Question

A question is asked to name the quadrilaterals whose diagonals bisect each other.
Answer so given is Parallelogram; rhombus; square; rectangle.
Choose whether the answer to the question is True or False.
(i) True
(ii) False

Answer 1

Hint- The main hint for this question is that we have to just check for the parallelogram property to others because all the others are just subset for the parallelogram, so if parallelogram satisfies the property that diagonals bisect each other, then all the others namely rhombus, square and rectangle will also satisfy that.

Complete step-by-step answer:
Let us suppose a parallelogram ABCD with diagonals AC & BD and O is the point of intersection of AC & BD.

If diagonals AC & BD bisect each other at O then OA = OC & OB = OD
In parallelogram ABCD, AD || BC with transversal BD so $\angle ODA = \angle OBC$ -(1) as they are Alternate interior angles.
Also, AD || BC with transversal AC so $\angle OAD = \angle OCB$ -(2) as they are Alternate interior angles.

Now in $\Delta AOD$ and $\Delta BOC$
$\angle OAD = \angle OCB$ (From (2))
AD = CB (Opposite sides of a Parallelogram are equal)
$\angle ODA = \angle OBC$ (From (1))
$\Delta AOD \cong \Delta BOC$ (Angle Side Angle Rule of Congruence)
So, OA = OC & OB = OD (Congruent Parts of Congruent Triangles)
Hence, we can say that the diagonals of a parallelogram bisect each other.
Now, we know that rhombus, square and a rectangle are all the types of parallelogram so if in a parallelogram the diagonals bisect each other, then the diagonals of rectangle, square and rhombus also bisect each other.
Hence the answer to this question is True that the diagonals of Parallelogram, rhombus, square and rectangle bisect each other.
$\therefore $ Option A. True is our correct answer.

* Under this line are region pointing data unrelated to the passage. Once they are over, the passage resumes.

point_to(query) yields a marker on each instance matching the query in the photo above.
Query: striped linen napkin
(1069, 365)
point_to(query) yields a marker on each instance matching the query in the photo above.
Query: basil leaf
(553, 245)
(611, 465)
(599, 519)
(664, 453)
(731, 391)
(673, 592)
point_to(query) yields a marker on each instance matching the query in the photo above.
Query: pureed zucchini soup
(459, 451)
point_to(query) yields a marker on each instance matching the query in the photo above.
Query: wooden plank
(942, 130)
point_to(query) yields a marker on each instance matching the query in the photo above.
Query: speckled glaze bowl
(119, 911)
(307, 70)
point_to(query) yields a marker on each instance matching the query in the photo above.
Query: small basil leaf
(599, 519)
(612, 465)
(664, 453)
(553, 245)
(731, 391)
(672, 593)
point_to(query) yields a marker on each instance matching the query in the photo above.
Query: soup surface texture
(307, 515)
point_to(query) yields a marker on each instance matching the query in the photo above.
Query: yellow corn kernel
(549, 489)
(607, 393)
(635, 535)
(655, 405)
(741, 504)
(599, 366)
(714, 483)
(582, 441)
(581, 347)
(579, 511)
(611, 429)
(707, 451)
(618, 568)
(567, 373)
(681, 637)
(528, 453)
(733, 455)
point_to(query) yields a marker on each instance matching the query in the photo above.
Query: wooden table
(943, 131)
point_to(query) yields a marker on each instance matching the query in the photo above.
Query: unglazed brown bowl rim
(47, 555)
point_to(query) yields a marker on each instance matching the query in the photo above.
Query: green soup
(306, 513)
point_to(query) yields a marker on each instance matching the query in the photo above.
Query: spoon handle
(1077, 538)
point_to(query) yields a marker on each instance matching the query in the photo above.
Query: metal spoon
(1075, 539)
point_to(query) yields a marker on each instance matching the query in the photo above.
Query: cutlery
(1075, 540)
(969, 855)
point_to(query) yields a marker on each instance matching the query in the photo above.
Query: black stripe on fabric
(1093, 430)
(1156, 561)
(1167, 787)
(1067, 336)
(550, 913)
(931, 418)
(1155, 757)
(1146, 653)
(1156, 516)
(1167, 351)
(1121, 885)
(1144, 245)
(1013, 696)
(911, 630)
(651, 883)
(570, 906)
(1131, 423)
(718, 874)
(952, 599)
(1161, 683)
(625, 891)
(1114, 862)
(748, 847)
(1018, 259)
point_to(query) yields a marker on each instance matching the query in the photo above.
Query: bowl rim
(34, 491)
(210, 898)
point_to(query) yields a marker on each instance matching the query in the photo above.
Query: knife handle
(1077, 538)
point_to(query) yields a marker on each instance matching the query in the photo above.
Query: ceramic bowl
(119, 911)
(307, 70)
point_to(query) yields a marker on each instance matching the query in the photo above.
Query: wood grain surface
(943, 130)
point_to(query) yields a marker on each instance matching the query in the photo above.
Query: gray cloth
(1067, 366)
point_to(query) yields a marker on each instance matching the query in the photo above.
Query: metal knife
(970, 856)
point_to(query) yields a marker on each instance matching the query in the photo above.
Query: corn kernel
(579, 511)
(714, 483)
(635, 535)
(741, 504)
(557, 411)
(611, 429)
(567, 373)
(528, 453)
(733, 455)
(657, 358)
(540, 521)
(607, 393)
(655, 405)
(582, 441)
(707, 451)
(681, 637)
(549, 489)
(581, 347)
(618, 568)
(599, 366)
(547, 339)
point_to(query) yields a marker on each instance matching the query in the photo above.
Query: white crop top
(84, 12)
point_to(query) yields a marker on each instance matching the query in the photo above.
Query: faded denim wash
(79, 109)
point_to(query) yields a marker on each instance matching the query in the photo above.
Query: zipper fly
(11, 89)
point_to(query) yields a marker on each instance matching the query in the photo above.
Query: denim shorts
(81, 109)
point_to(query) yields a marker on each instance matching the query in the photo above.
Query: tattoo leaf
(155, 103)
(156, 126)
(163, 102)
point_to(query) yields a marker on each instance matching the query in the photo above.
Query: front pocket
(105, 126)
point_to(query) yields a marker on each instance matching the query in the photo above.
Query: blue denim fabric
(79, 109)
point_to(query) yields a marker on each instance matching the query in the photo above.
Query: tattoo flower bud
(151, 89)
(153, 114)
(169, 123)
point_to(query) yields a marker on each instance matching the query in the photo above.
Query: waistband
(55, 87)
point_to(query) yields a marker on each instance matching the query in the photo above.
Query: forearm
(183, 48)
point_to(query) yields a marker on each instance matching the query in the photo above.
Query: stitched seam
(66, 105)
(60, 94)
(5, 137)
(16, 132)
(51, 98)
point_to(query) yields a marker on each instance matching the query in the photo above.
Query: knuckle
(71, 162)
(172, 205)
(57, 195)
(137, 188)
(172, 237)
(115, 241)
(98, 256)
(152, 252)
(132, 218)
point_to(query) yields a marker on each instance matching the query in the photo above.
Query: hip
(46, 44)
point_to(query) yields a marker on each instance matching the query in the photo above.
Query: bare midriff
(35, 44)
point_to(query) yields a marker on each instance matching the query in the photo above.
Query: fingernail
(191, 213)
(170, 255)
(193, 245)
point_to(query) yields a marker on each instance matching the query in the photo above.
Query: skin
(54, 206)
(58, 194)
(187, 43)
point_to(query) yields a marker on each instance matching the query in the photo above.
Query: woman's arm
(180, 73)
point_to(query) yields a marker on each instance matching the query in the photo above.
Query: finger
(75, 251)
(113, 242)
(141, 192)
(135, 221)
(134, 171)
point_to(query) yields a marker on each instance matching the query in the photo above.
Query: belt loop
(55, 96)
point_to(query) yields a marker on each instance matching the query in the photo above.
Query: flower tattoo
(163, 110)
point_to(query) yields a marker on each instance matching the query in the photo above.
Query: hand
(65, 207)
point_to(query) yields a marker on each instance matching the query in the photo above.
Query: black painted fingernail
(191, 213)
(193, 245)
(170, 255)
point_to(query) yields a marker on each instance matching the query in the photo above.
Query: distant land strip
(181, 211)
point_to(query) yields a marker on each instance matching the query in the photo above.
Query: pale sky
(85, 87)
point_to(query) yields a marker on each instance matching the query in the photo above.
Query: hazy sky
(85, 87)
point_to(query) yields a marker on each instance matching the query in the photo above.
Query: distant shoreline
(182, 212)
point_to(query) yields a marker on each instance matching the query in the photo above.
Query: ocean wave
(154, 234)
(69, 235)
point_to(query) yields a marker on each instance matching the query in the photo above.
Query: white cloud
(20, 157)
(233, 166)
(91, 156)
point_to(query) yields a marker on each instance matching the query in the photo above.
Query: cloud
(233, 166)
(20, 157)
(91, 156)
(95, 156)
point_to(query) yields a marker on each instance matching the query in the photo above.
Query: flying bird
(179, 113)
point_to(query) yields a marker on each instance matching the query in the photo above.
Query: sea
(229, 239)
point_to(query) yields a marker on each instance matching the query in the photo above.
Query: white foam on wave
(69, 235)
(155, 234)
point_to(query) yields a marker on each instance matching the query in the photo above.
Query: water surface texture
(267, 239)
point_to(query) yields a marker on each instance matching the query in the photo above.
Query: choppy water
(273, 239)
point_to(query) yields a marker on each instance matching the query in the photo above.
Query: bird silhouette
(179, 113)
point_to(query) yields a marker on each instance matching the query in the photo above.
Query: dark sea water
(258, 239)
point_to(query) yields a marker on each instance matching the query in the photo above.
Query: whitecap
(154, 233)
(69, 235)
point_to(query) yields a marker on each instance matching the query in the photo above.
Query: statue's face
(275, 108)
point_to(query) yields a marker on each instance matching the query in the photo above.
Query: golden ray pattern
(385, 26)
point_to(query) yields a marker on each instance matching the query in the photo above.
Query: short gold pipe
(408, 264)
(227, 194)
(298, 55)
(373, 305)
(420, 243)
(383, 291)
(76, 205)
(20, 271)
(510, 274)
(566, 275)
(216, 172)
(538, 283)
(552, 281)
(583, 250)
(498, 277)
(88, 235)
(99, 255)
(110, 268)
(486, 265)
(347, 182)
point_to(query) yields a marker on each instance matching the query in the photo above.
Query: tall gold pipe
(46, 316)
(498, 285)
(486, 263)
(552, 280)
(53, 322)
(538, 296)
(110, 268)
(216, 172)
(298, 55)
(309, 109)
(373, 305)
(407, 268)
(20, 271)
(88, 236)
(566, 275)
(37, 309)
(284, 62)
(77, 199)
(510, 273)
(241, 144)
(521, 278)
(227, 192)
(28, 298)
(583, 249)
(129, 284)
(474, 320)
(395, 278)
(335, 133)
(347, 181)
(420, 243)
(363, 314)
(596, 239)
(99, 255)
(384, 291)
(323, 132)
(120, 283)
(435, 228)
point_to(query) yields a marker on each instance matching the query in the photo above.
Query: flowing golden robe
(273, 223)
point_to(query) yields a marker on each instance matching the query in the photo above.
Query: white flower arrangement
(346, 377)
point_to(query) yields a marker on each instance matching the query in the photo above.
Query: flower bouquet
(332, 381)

Note- Just keep in mind for such questions either check one and check whether all satisfy the same property or check for all one by one and then compare. Also remember the basic property that Diagonals of parallelograms bisect each other. Diagonals of Rectangle also bisect each other. If they bisect each other at right angles, then the figure can be a square or a rhombus. If the diagonals are of equal length, then the figure is a square and if not then it’s a rhombus. In the conclusion, diagonals of parallelogram, Rhombus, square and rectangle bisect each other.